The European Games Developer Federation (EGDF) represents the interests of those creative studios in Europe that make computer games. Game development studios can be small enterprises of 10 people and under, typically making casual and mobile games, or 50 to 200 persons console and PC game developer studios for the current and next generations of consoles, working in a process that takes about two years per game.

The EGDF represents some 600 studios based in Austria, Belgium, Denmark, Finland, France, Germany, Luxemburg, the Netherlands, Norway, Spain, Sweden, and the United Kingdom, which together employ over 17,000 people. The European computer and video games industry, including distributors and students in game educations, encompasses over 100,000 jobs. None of them existed 25 years ago.

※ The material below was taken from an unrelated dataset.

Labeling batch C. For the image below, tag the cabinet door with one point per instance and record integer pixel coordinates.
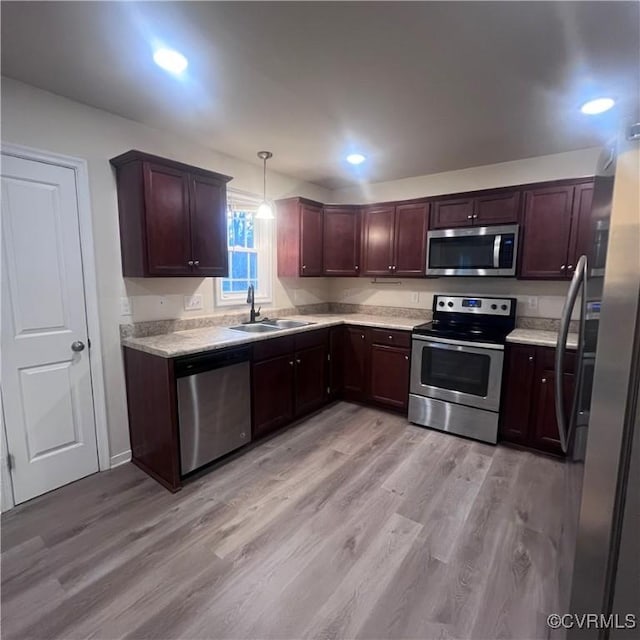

Games and interactive content are likewise of increasing cultural and technological importance in the integrated world of TV, Internet and telephone. The game industry has developed new business models, which could serve as blueprint for the Internet of the future in the fields like anti-piracy, micropayment etc. The link between business models and technology can be examined in the games-industry. Regardless of the eventual control over gateways and transmissions, there will be an increasing demand for interactive content production in itself. Games are also an important driver for hardware and network technologies. But from a SME viewpoint, the barriers to market entry are significantly high.

The value chain within the game industry has considerably changed over the recent years. Driven by new, disruptive business models and piracy proof server based solutions, online games from Europe have become surprisingly strong within the worlds game industry – originally dominated by non-European players. Today some of them reach out to the world with more than 40 million registered users. The basis for this development is a non-discrimatory internet, based on principles like net-neutrality. This strong growth and innovation can only be preserved when the core of the internet remains a free communication space. There is a risk for Europe, when distribution-bottlenecks from the “offline world” become leveraged into the “online space” by the misuse of regulatory measures beyond the control of independent judges. The EGDF therefore encourages the European Parliament to stand firm on its position to see the free internet as a chance and not as a danger for Europe.

This is text is based on one page summary of a presentation held in the European Innovation Summit 2009.